Studies show that as many as one out of five students in secondary school, and one out of ten in primary school need treatment because of pains in their neck, shoulders, and back. The reason for this suffering is normally too little physical activity. This kind of diseases costs the Norwegian society of 4 million people around 20 billion Norwegian kroner a year.
 
Norway has for many years had relatively high suicide rates among young people. From schools and clinics we regularly get reports of an increasing number of mentally depressed children and youths. Studies show that increased physical activity reduces the risk of depression.
 
 
Nutrition
 
Breakfast with bread, cheese and milk has a long been a tradition in Norwegian families. It has been looked upon as the most important meal of the day. Today we know that 1 out of 5 children go to school without eating any food in the morning. Many of them come from families where one hardly finds bread at home. This is a result of a busy and modern life-style that the family rarely eats breakfast, and many children do not bring food to school. Instead, they buy potato chips, chocolate, and sweet drinks.
 
At the age of 19, Norwegian young people in average eat fruit and vegetables only 3 times a week. Norwegian authorities recommend eating fruit and vegetables five times a day. We know that the more fruit and vegetables you eat as a child, the more you eat as an adult. The modern life-style among young people lead to more junk- food and fast food and less traditional and valuable food like fish, fruit and vegetables. We need a major change in the modern diet among children and youth to prevent a dramatic increase in heart diseases and a number of cancer varieties. Norwegian authorities recommend an increase to 65 percent in the average consumption of fruit and vegetables. That figure is also supported by the World Cancer Research Fund in their 1997 report "Food, Nutrition and the Prevention of Cancer: a global perspective." According to a Norwegian estimate, this change in nutrition would lead to a decrease of cancer on the lip, tongue, throat, oesophagus, and stomach with more than 50 percent, and a decrease of cancer in rectum and pancreas with 40 percent.
 
Modern families tend to skip common meals. Food is taken in a hurry in the kitchen, at a snack bar, or in the office. Regular meals, healthy food, and time spent at the table are important to our health and total well being.

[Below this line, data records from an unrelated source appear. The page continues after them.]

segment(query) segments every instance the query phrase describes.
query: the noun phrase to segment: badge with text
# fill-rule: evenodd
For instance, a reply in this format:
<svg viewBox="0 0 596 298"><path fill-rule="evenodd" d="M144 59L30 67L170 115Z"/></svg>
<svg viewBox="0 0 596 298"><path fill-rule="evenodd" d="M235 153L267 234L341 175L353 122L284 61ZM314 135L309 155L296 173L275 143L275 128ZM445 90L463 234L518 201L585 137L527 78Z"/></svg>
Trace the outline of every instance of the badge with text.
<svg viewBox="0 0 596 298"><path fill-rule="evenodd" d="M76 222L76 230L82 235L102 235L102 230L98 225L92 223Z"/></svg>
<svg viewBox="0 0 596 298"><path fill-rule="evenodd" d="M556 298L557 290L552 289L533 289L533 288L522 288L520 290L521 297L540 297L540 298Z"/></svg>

In many industrialised countries we find that the modern lifestyle is destroying what we have spent the whole century to build: Better nutrition and a healthy life for all.
 
 
Conclusion
 
The situation described above is typical for most industrialised countries. We even find it emerging among upper and middle class people in developing countries. It is necessary with extensive national and international programmes to promote a major change. Young people must learn about the consequences of a physically inactive lifestyle. We have to reintroduce physical activities in people's everyday lives. All students should have physical activities on their daily agenda, and we should promote everyday activities like biking instead of using the car, and taking the stairs instead of the lift. In urban planning we should always remember to leave space for playgrounds for children, for sport grounds and open areas for all young peoples unorganised outdoor activities.
 
It is necessary that public authorities carefully follow the development of young people's nutrition. Promotion of healthy food with more fruit and vegetables in schools is an important supplement to what many kids experience at home. Public campaigns should inspire the growing fast-food business to create meals of a higher nutritional value.
 
The human costs of not to intervene in these areas could be dramatic. The financial costs by having increasing numbers of dead and severely handicapped people because of an unwanted lifestyle will go beyond any imagination.